Andrew Sentence is a former member of the Bank of England Monetary Policy Committee, the body responsible for setting UK interest rates. He is now Senior Economic Adviser at PwC and his latest book Rediscovering Growth, is part of the Perspectives series.
He spoke to the Prospector on a range of economic subjects, ranging from domestic concerns to macroeconomic policy. The interview will be published here in full over the coming days
Jay Elwes: What do you think of the growth that Britain is experiencing. Is it substantial?

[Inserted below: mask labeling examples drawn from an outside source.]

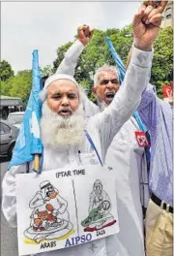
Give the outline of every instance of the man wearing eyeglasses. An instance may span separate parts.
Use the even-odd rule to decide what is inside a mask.
[[[93,30],[83,25],[77,30],[78,40],[65,53],[56,73],[74,76],[77,59],[93,36]],[[88,35],[88,36],[86,36]],[[98,106],[84,99],[87,116],[103,111],[112,102],[120,88],[118,71],[114,66],[103,65],[94,76],[93,93]],[[124,108],[124,106],[123,106]],[[117,198],[120,233],[107,239],[107,246],[115,255],[144,256],[143,216],[141,202],[147,207],[149,199],[147,165],[144,147],[139,146],[135,132],[139,126],[133,116],[127,121],[115,136],[106,155],[106,163],[117,173]],[[142,177],[142,176],[145,176]],[[142,184],[140,192],[140,183]],[[132,240],[133,236],[133,240]],[[114,248],[113,248],[114,244]]]

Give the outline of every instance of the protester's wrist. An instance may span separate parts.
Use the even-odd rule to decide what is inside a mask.
[[[81,42],[81,44],[85,47],[88,44],[88,41],[86,39],[79,39],[79,42]]]
[[[142,43],[134,42],[134,47],[144,51],[152,50],[152,44],[144,44],[144,43],[142,44]]]

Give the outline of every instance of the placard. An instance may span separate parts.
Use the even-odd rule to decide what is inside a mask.
[[[113,170],[78,166],[16,175],[19,255],[57,250],[119,232]]]

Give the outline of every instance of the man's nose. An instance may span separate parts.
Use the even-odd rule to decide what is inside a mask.
[[[114,84],[109,80],[107,85],[106,85],[107,88],[113,88],[114,87]]]
[[[67,97],[63,97],[61,104],[63,106],[69,106],[69,99]]]

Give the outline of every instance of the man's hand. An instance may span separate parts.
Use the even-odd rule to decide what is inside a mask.
[[[88,42],[90,41],[90,39],[93,36],[93,29],[90,29],[89,26],[87,25],[83,25],[77,28],[77,36],[78,36],[78,40],[84,45],[86,46],[88,44]]]
[[[142,50],[151,50],[159,35],[161,14],[153,6],[141,5],[133,17],[132,31],[134,45]]]

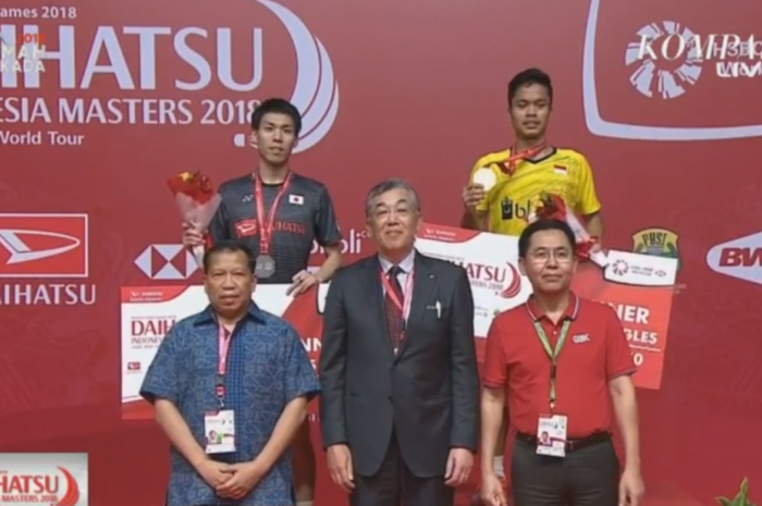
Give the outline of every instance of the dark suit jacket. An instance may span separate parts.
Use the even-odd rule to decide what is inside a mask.
[[[359,260],[340,270],[328,292],[320,355],[323,446],[347,444],[354,471],[373,476],[394,428],[410,471],[441,477],[451,448],[476,453],[478,444],[470,283],[463,268],[416,254],[406,337],[395,356],[380,272],[377,256]]]

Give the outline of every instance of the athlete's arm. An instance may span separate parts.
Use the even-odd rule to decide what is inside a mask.
[[[598,237],[598,242],[603,240],[603,217],[601,211],[585,217],[585,225],[588,232],[593,237]]]
[[[333,209],[333,200],[323,187],[320,194],[318,212],[315,215],[315,239],[325,250],[325,260],[315,276],[324,283],[342,266],[342,233],[336,223],[336,211]]]
[[[477,160],[471,169],[468,185],[463,188],[462,199],[466,209],[460,219],[460,226],[472,231],[489,232],[490,202],[484,187],[474,182],[474,175],[481,169],[480,162],[481,159]]]
[[[592,176],[592,169],[588,160],[580,157],[579,165],[579,184],[577,186],[579,194],[577,195],[577,212],[585,218],[585,224],[588,232],[599,240],[603,239],[603,218],[601,215],[601,201],[598,199],[595,192],[595,182]]]

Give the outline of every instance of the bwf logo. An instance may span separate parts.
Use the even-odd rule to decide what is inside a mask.
[[[646,25],[637,35],[638,40],[627,48],[625,61],[628,66],[638,64],[630,81],[635,89],[649,98],[654,97],[654,88],[664,100],[683,96],[712,60],[717,77],[762,76],[762,40],[754,35],[702,36],[669,21]]]

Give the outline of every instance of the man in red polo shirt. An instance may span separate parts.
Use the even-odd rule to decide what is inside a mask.
[[[481,491],[491,506],[507,504],[493,467],[506,397],[517,432],[515,506],[636,506],[643,493],[636,368],[614,310],[569,288],[575,244],[561,221],[538,221],[521,233],[519,266],[533,295],[499,314],[487,337]],[[625,445],[622,474],[612,406]]]

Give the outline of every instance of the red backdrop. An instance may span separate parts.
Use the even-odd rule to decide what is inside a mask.
[[[89,452],[94,505],[162,504],[167,442],[150,422],[121,420],[119,287],[188,282],[160,279],[157,251],[152,272],[135,263],[177,242],[163,178],[251,170],[254,151],[235,139],[248,102],[294,97],[309,131],[294,168],[330,186],[357,257],[371,250],[357,235],[362,195],[383,177],[410,180],[427,221],[456,222],[474,160],[511,141],[507,79],[537,65],[554,77],[550,139],[590,159],[609,245],[635,248],[655,227],[672,233],[655,252],[679,250],[662,388],[639,396],[651,499],[709,504],[748,476],[760,501],[762,236],[713,249],[762,229],[760,81],[721,79],[704,62],[683,95],[647,97],[630,82],[638,64],[624,63],[649,23],[747,37],[761,13],[751,0],[700,3],[1,0],[5,44],[37,27],[47,59],[39,87],[34,73],[0,83],[0,211],[35,214],[0,215],[0,449]],[[678,66],[661,74],[672,95]],[[81,143],[57,145],[52,132]],[[87,233],[38,213],[86,214]],[[62,245],[73,249],[27,255]],[[324,476],[319,494],[342,504]]]

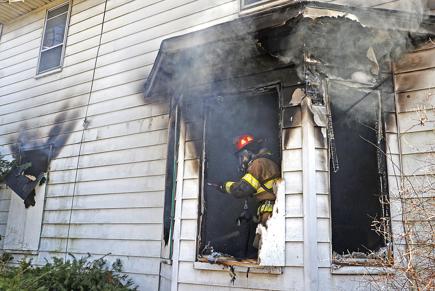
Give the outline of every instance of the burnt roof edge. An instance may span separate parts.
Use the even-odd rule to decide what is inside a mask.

Andrew Sentance: Well I think there was a perception, and now it’s turned out to be a mis-perception, that the UK economy was going to have a big rebalancing towards the manufacturing industry. At the time I felt this was somewhat unrealistic because the manufacturing industry depends on quite substantial investments that have to be made over a long period of time. And these are not just investments in capital. There are investments in skills, innovation and new technology which don’t just spring into life, just because you suddenly think “Ah we’ve just had a global financial crisis, let’s pull in the manufacturers.” Global manufacturing is an intensely competitive activity, and every country across the world wants to have a stronger manufacturing base.
So that rebalancing towards manufacturing has not happened to a significant degree. If anything, the share of manufacturing in the UK economy has continued to decline. It’s probably just over 10 per cent now, and that’s fallen from the late 70s and early 80s when it was about 25-30 per cent. We may see some return of manufacturing to the UK, but it’s not going to change the dials in our economy. We’re basically a service sector-orientated economy. Nearly 80 per cent of GDP is accounted for by services and over 80 per cent of employment is in services industries.